UW needs ‘to learn how to win’

  • By John Sleeper / Herald columnist
  • Saturday, September 3, 2005 9:00pm
  • Sports

SEATTLE – The first important thing to remember is the way it felt last season.

The Huskies were 1-10, the worst record in school history and an absolute embarrassment for a program that prides itself so deeply in its tradition.

One-and-10 is a slap. It’s 10 weeks of insult. It’s 10 weeks of desperately trying to summon the energy to renew hope at the beginning of the week, only to be slapped again come game day.

That is the perspective you see from UW center Brad Vanneman, who played every single game and played every single week of a 1-10 season.

So you have to understand his hurt, along with the hurt of his teammates following Saturday’s season-opening, 20-17 defeat to Air Force.

“I’m tired of these stupid-ass losses,” he said.

Saturday’s was a different type of defeat. It felt different. It tasted different. In stark contrast to almost the entirety of last season, the Huskies appeared in control in the fourth quarter.

They had it. They lost it. And they were kicking themselves afterward.

Isaiah Stanback had just hooked up with Cody Ellis for a 27-yard TD pass to go up 17-6. The crowd – if 26,482 at Qwest Field can be called a crowd – was amped and raucous. The Falcons were pinned back at their 1-yard line thanks to a botched kickoff “return” by Greg Kirkwood, a senior receiver from Othello.

It was there for the taking, the first Husky victory since a 21-6 win over horrid San Jose State last Oct. 9.

All they needed to do was to hang on for 10 more minutes.

Victory seemed especially attainable Saturday, given the way the Huskies played. Last season’s nation-leading 42 turnovers, or nearly one every quarter of play, seemed a distant memory. Saturday’s Huskies didn’t lose a turnover. Zero.

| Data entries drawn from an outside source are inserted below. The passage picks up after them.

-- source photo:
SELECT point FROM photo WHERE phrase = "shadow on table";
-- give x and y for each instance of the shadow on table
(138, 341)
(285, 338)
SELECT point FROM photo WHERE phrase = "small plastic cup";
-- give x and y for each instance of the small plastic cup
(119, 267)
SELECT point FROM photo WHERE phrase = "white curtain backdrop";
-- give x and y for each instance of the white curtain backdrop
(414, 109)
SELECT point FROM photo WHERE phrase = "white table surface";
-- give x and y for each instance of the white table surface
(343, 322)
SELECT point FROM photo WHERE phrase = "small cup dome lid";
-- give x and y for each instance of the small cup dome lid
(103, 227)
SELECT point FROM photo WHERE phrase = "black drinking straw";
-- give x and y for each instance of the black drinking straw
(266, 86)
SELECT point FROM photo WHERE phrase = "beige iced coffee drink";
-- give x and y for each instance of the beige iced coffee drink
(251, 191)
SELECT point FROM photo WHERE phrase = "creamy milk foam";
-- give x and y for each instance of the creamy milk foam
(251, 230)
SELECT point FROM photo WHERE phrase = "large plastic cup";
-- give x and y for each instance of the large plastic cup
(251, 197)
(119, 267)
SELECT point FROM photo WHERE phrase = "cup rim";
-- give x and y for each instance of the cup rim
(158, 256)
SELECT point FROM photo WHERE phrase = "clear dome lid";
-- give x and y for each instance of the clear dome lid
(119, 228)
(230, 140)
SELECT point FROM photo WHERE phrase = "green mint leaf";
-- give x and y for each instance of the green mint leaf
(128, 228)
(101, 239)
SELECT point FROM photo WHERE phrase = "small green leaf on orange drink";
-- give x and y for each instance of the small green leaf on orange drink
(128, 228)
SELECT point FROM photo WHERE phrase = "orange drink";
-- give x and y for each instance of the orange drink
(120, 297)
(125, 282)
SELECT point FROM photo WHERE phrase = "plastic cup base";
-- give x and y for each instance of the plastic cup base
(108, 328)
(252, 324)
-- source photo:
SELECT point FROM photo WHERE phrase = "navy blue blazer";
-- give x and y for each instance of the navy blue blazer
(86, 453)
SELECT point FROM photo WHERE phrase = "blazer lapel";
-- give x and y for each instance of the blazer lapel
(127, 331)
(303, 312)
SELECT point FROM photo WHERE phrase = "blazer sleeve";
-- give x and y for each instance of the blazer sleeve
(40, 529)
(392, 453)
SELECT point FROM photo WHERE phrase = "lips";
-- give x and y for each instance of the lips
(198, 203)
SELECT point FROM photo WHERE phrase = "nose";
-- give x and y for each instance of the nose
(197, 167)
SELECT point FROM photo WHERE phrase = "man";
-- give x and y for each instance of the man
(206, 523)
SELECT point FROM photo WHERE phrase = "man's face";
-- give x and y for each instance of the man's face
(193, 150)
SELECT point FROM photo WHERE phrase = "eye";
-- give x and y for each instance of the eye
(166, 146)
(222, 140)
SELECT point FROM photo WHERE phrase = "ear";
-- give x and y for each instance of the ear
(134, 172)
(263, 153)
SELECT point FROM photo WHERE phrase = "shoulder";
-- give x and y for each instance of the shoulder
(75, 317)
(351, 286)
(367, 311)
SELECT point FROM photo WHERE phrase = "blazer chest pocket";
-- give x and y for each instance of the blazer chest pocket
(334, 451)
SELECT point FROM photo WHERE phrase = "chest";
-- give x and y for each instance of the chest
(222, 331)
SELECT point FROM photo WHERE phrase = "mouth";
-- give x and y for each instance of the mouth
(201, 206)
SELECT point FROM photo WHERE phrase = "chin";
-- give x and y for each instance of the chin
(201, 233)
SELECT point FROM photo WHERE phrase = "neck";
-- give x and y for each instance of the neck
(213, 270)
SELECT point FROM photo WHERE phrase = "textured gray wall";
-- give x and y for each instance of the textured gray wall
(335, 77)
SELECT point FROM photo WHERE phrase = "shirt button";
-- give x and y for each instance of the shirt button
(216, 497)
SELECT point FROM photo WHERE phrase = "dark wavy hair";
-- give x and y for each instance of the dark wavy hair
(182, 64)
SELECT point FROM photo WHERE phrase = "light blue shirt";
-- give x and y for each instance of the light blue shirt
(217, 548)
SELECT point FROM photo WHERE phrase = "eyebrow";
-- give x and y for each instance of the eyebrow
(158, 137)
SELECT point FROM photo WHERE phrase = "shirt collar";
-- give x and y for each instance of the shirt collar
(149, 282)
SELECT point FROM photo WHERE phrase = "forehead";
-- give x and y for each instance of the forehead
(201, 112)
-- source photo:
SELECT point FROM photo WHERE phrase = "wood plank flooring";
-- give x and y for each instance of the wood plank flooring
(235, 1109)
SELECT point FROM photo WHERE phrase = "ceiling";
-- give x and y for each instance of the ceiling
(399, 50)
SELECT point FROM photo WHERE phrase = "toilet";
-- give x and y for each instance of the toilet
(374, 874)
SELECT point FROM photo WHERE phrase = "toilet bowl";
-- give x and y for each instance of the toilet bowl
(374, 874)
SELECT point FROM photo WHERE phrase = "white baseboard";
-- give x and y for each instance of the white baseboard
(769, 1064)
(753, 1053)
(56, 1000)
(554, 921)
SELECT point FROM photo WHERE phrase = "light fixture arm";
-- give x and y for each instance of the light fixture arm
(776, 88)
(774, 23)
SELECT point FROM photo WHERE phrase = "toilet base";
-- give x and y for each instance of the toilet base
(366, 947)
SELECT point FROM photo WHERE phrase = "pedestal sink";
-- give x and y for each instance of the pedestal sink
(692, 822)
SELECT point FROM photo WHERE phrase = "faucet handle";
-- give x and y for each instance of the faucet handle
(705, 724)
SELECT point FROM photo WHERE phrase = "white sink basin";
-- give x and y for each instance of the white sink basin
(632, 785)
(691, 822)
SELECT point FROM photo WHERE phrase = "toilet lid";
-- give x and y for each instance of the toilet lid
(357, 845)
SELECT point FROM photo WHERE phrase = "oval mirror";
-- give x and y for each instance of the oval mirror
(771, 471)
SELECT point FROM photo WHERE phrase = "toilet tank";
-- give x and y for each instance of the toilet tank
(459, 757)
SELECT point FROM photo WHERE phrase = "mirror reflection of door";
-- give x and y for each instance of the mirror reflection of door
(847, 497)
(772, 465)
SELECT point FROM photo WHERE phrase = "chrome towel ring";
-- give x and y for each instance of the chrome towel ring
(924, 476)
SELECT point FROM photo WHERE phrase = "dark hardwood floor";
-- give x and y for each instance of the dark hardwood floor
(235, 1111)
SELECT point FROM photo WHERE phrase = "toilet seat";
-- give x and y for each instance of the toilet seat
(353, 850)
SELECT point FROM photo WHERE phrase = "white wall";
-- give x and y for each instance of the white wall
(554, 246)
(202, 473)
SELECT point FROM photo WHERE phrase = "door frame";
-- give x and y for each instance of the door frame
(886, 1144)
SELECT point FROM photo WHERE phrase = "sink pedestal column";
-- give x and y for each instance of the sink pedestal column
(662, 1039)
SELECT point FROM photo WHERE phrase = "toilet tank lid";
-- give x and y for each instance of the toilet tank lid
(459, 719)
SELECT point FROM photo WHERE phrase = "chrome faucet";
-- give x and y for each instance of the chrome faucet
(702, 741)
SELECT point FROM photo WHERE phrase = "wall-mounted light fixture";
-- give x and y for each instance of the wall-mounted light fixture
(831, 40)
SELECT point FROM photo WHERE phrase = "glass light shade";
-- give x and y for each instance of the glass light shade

Stanback, who completed just 34 percent of his throws last year, seemed a different guy in a performance in which he completed 19 for 27 passes for 242 yards and a TD.

Stanback played with discipline and intelligence – again, a shuttle launch away from the unprepared, panicked kid who ran when he shouldn’t have because he had neither confidence in his throwing arm nor sufficient mental grasp of the offense.

“It’s just working hard in the off-season and preparing myself to play,” Stanback said. “I used to put a lot of pressure on myself to make plays. When it’s my turn to make plays, I will use my legs, but I’m a quarterback, so I have to throw the ball first.”

In that same vein, the Husky running game seemed back after a long absence.

Third-year sophomore Louis Rankin, who totaled 35 yards on eight carries all last season, slashed and powered his way to 112 yards on 23 carries against the Falcons.

Unlike the Rankin who showed up at preseason camp two years ago as a freshman overflowing with false confidence and caring only about Louis Rankin, this one showed his maturity.

“We lost the game, so I guess that (his personal day) wasn’t enough,” he said Saturday.

The 2005 Huskies, the team coach Ty Willingham is busy transforming, are learning to crawl, a necessary step before they take on the more advanced skill of walking. They have much to learn before they’ll be ready to compete evenly with the USCs of the world.

Saturday’s defeat was a lesson on putting away an opponent they had on the ropes. It was a lesson on the way to close out a game, about going in for the kill.

Safety Dashon Goldson learned the importance of making the tackle before making the attempt to strip the ball from a foe. That’s what Goldson didn’t do when Kirkwood burned him and Josh Okoebor for an 84-yard TD catch that cut the Husky margin to 17-13 in the fourth quarter.

“I’ll never do that again,” Goldson said.

They have to learn to make crucial plays when absolutely needed, as the defense didn’t do on too many third-and-long and fourth-down situations. It has to fight through fatigue, which slowed the defense as a result of long Air Force drives of 16, 14, 13, 13 and nine plays.

“We have to learn how to win,” linebacker Joe Lobendahn said. “We had it in our hands. We felt it. Touched it. We just have to finish. We have to learn how to win.”

Against the Falcons, Washington showed how far it has come. It also showed how far it has to go.

It was a different kind of defeat, light years from the ones last season in which the Huskies were rarely competitive.

But it was a defeat nonetheless.

“This is one of the tougher losses I’ve ever experienced, even with the dismal season we had last year,” Vanneman said. “It’s because I know how much better we are as a team. We’re going to win a lot of football games this year. There’s no doubt about that.

“It’s just frustrating to play that hard and to feel like you’re doing something right and still not win.”